Troppo vero, le dijo Inocencio X a Velázquez cuando observó representada la verdad que el pintor vio en su persona. Más de dos siglos después, Francis Bacon reinterpreta esa verdad pintando a un Inocencio X que grita y se desfigura de una manera expresionista, como a punto de desintegrarse. Cuenta Robert Hughes que cuando visitó por primera vez la galería Doria Pamphili en Roma, donde se encuentra el cuadro de Velázquez, experimentó una curiosa visión de la obra. El cuadro está expuesto en una pequeña habitación que no permite la presencia de más de dos personas para que se pueda apreciar con comodidad. Dice Hughes que mientras se encontraba frente al retrato vio por el rabillo del ojo la imagen proyectada en un espejo de la decrépita puerta rococó de la sala. El resultado era el cuadro de Bacon, dice Hughes: la figura del papa estirada, lanzada, deformada en el reflejo, a punto de desaparecer.

La pintura de Velázquez, llena de verdad y belleza, inquietaba al papa; la de Bacon, con su mirada contemporánea, fue una manera de actualizarla.

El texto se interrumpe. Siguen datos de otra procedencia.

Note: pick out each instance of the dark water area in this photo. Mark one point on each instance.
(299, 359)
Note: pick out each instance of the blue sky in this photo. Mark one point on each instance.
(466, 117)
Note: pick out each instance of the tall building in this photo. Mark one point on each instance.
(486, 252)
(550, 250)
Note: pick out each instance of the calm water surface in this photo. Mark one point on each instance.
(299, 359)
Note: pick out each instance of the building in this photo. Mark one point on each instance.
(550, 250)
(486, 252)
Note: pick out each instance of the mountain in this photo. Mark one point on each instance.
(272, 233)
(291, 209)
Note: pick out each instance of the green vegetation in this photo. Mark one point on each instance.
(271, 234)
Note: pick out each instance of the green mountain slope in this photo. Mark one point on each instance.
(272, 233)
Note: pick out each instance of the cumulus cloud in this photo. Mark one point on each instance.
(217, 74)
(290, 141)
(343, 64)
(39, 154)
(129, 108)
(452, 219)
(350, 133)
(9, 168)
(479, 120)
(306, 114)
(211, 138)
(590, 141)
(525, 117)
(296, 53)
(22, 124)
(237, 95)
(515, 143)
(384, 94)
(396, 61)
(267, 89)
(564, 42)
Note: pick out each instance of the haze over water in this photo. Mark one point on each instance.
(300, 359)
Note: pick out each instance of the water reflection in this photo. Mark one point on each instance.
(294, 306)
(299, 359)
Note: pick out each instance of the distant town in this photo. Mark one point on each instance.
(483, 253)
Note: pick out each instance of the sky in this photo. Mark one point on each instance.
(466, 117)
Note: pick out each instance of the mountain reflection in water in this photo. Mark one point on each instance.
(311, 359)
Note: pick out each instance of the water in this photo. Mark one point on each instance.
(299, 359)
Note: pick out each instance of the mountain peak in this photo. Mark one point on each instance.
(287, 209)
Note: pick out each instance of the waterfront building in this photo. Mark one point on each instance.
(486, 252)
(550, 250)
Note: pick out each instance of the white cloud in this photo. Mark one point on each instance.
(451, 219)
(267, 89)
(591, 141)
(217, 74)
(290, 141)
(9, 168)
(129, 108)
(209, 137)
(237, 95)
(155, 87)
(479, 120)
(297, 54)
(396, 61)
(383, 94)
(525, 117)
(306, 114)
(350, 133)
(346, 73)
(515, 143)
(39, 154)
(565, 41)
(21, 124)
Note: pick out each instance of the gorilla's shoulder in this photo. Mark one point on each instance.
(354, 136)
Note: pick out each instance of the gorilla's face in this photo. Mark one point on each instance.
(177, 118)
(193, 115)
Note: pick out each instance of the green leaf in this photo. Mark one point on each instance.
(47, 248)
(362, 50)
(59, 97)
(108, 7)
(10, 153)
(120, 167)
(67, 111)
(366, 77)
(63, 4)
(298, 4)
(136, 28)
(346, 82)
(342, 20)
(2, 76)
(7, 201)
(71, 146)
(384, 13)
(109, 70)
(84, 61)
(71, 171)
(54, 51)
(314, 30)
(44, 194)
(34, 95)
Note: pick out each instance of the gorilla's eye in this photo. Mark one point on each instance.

El rabillo del ojo de Robert Hughes es una forma de observar la realidad que, de la misma manera que el horizonte en el mar de Guelbenzu, oculto al principio por las gotas de la rompiente, enseña a no leer solamente aquello que se nos presenta como única verdad. Edipo, al fin, pudo ver todo lo que había ocurrido cuando ya estaba ciego. No hace falta llegar a eso. Buscar el horizonte de las cosas –en la Plaza Colón, por ejemplo: volvamos a ella– o atisbarlas por el rabillo del ojo puede que sirva de algo.